米バイオ医薬品アレクシオン、身売り拒否-エリオットが提案
【注目ポイント】米医薬品メーカー、アレクシオン・ファーマシューティカルズは6日、株主にとって最善の利益にならないとして、身売りを求めるアクティビスト(物言う投資家)の提案を拒否することを発表。発表文によると、米ヘッジファンド運営会社エリオット・マネジメント傘下のエリオット・アドバイザーズが身売り手続きに入るよう勧めてきたが、こうした措置は望ましくないとの考えをアレクシオン取締役会が示している。同社では「当社並みの規模や成熟度のバイオ医薬品会社が身売り手続きに積極的に入ることは異例であり、そぐわないと取締役会は判断した。われわれはこうしたアプローチが株主価値の引き上げに最善の道ではないと考えている」とコメントしている。また、現段階で、同社の買収に関心を示している企業はなく、いかなる提案も拒んでいないとも説明している。
【コメント】アクティビスト活動は、日本ではまだ経営改善提案に留まる内容が多いが、海外ではアレクシオンに対するエリオットの提案のように、時に企業の身売りにまで言及するケースもチラホラと出始めている。それだけ株主によるガバナンスが効いている証左でもある一方、経営者からすると短期の業績悪化が即命取りという状況になるため、なかなか大胆な経営改革を行いづらいだろう。

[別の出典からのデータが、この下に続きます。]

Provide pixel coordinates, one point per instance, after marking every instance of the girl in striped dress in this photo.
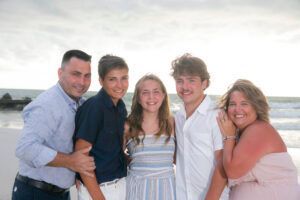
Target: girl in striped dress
(150, 143)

関西電力、次期社長は内部昇格 森本副社長ら6人の候補提示
【注目ポイント】関西電力が、役員らの金品受領問題で辞任する岩根茂樹社長(66)の後任に副社長の森本孝氏(64)ら生え抜きの取締役6人から昇格させる考えであることが9日、関電関係者への取材で分かったとのこと。役員人事を審議する「人事・報酬等諮問委員会」を8日開き、委員に候補案を提示しており、森本氏以外の5人は、いずれも副社長の彌園豊一氏(63)、稲田浩二氏(59)、松村孝夫氏(64)、土井義宏氏(65)と、常務執行役員の島本恭次氏(61)とのこと。次期社長候補の6人は原子力とつながりが薄い企画や営業畑の役員が中心で、関電の社内調査報告書で氏名を公表した金品受領者には含まれていない。
【コメント】例の金品受領問題によって退任する岩根社長の後任人事については、外部委員で構成される人事・報酬委員会で検討するとのことだったが、今回の候補者を見る限り、実態としては内部主導の人事だろう。そうでないと誰が有力候補者かなどはわからず、ましてや社外から候補者を募らないというのも考えにくい。もちろん、社内に優れた人材がいればそれで構わないのだが、そもそも候補者が誰かということよりも、次の関電の社長に求められる役割と責任を示し、そこから求められる人材要件を公表することが重要ではないだろうか?そうでないと、何となく社内の論理で選んだ感はいつまで経っても払しょくできないはずだが…。